1933-1938: Die Verdrängung der Juden aus dem Coburger Wirtschaftsleben
Nach der Machtergreifung Hitlers 1933 im Reich machten sich auch die Coburger Nationalsozialisten daran, das neue, von Berlin aus propagierte, bzw. in Coburg das schon lange bestehende, Weltbild, in ihrer Stadt konsequent umzusetzen. In der nationalsozialistischen Welt hatten Juden keinen Platz mehr. Aus diesem Grund begann man, sie neben dem öffentlichen auch aus dem wirtschaftlichen Leben zu verdrängen.
Kurz nach der Machtergreifung wurden die Ärzteverbände gleichgeschaltet. Dies bedeutete für Juden, dass sie aus allen Berufsorganisationen der Ärzte ausgeschlossen waren. Ebenfalls noch 1933 wurde jüdischen Ärzten die Behandlung von nicht-jüdischen Deutschen untersagt. Den jüdischen Ärzten – in Coburg nicht weniger als sieben – blieben nur jüdische Privatpatienten zur Behandlung. Diese Einschränkung des Patientenkreises erschwerte es jüdischen Ärzten immens, den Lebensunterhalt zu verdienen.[1]
Neben den Ärzten wurden auch jüdische Rechtsanwälte und Notare in der Ausübung ihres Berufes behindert. So durften ab dem 1. April 1933 jüdische Rechtsanwälte und Notare keine Gerichtsgebäude mehr betreten. Dies kam einem Berufsverbot gleich und stürzte die Betroffenen, hierunter auch 17 jüdische Coburger Rechtsanwälte, in große Not.[2]

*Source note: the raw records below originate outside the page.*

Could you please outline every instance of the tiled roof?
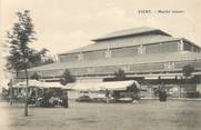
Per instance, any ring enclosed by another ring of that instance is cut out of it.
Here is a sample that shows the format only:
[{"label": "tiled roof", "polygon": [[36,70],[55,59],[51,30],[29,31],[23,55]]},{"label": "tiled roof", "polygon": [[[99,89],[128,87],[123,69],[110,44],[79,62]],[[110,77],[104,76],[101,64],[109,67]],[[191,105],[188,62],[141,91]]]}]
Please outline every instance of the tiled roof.
[{"label": "tiled roof", "polygon": [[[139,46],[139,44],[150,44],[157,42],[168,42],[168,41],[175,41],[180,40],[178,38],[168,37],[168,36],[160,36],[160,34],[149,34],[149,36],[139,36],[134,37],[133,39],[122,39],[115,41],[103,41],[98,43],[92,43],[82,48],[78,48],[66,53],[76,53],[76,52],[84,52],[84,51],[93,51],[93,50],[103,50],[103,49],[112,49],[112,48],[121,48],[121,47],[131,47],[131,46]],[[64,54],[64,53],[62,53]]]},{"label": "tiled roof", "polygon": [[47,66],[29,69],[29,71],[52,70],[52,69],[68,69],[68,68],[87,68],[87,67],[103,67],[103,66],[120,66],[120,64],[135,64],[135,63],[154,63],[169,61],[184,61],[184,60],[201,60],[201,53],[193,52],[171,52],[157,54],[141,54],[137,57],[127,58],[108,58],[91,61],[71,61],[57,62]]},{"label": "tiled roof", "polygon": [[125,37],[125,36],[142,34],[142,33],[147,33],[147,32],[159,32],[164,36],[170,36],[159,29],[153,29],[153,28],[149,28],[149,27],[140,27],[140,28],[114,31],[114,32],[108,33],[105,36],[99,37],[97,39],[93,39],[93,41],[112,39],[112,38],[118,38],[118,37]]}]

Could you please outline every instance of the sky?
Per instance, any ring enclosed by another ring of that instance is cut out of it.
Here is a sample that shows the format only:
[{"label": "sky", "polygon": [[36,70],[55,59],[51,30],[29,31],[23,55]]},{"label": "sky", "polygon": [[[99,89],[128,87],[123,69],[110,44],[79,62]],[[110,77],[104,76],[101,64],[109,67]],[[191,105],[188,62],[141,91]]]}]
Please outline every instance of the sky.
[{"label": "sky", "polygon": [[[23,10],[30,10],[37,32],[38,40],[31,47],[47,48],[52,53],[90,44],[91,39],[112,31],[138,27],[158,28],[201,46],[201,0],[0,0],[2,44],[6,31],[17,21],[16,12]],[[157,13],[158,10],[182,13]]]}]

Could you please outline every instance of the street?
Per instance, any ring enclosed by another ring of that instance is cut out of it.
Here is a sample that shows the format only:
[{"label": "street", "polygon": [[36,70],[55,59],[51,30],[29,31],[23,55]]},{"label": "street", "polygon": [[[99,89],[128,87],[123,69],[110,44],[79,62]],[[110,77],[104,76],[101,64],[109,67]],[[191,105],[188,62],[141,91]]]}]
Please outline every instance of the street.
[{"label": "street", "polygon": [[200,130],[201,101],[141,100],[139,103],[80,103],[29,108],[0,102],[1,130]]}]

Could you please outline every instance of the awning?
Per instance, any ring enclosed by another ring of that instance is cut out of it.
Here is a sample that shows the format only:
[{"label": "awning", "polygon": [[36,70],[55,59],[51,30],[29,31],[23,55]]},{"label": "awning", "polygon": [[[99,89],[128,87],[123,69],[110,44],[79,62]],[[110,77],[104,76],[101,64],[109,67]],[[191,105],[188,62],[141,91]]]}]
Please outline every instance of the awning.
[{"label": "awning", "polygon": [[42,88],[63,88],[60,82],[43,82]]},{"label": "awning", "polygon": [[[92,91],[97,88],[97,82],[77,82],[77,83],[73,83],[73,84],[67,84],[67,88],[68,86],[71,86],[71,89],[73,90],[78,90],[78,91]],[[70,88],[70,87],[69,87]]]},{"label": "awning", "polygon": [[[38,80],[29,80],[29,87],[43,87],[43,82]],[[27,88],[27,81],[18,82],[13,84],[13,88]]]},{"label": "awning", "polygon": [[135,84],[140,88],[140,84],[132,81],[109,81],[109,82],[78,82],[69,83],[64,88],[69,88],[78,91],[98,91],[98,90],[125,90],[128,87]]},{"label": "awning", "polygon": [[127,90],[128,87],[135,84],[137,88],[140,88],[140,84],[137,81],[110,81],[110,82],[102,82],[98,84],[98,88],[101,90]]}]

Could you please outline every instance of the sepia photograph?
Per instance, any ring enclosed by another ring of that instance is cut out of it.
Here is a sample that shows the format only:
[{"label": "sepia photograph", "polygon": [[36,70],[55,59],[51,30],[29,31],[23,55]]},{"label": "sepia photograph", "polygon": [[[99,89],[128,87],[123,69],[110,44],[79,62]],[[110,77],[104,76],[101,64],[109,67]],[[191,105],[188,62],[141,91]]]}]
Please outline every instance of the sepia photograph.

Im Mai 1935 traf es dann die jüdischen Viehhändler. Die Stadtverwaltung Coburgs verbot von diesem Monat an den Viehhandel zwischen nicht-jüdischen Bauern und Juden. Da diese Anordnung aber nur teilweise befolgt wurde, es nicht genügend nicht-jüdische Viehhändler gab und die Juden sich gegen diese Regelung beschwerten, konnten in Coburg sechs jüdische Viehhändler bis zur Reichspogromnacht 1938, wenn auch unter strenger Kontrolle, weiterhin ihren Geschäften nachgehen.[3]
Was die jüdischen Kaufhäuser Coburgs angeht, so wurde deren Geschäft schon durch die seit 1929 bestehende Sonderbesteuerung von Warenhäusern und Filialen hart getroffen.[4] Nach 1933 wurden die jüdischen Kaufhäuser entweder enteignet, wie zum Beispiel das Kaufhaus Moses Conitzer & Söhne (1935), das Modehaus Ernst Zeilberger (1936), das Kaufhaus Max Kohn (1936) und das Kaufhaus Tietz (1936), oder die jüdischen Geschäftsinhaber verließen aufgrund der alltäglichen Anfeindungen und Geschäftsbehinderungen freiwillig die Stadt und ließen ihre Geschäfte zurück.[5]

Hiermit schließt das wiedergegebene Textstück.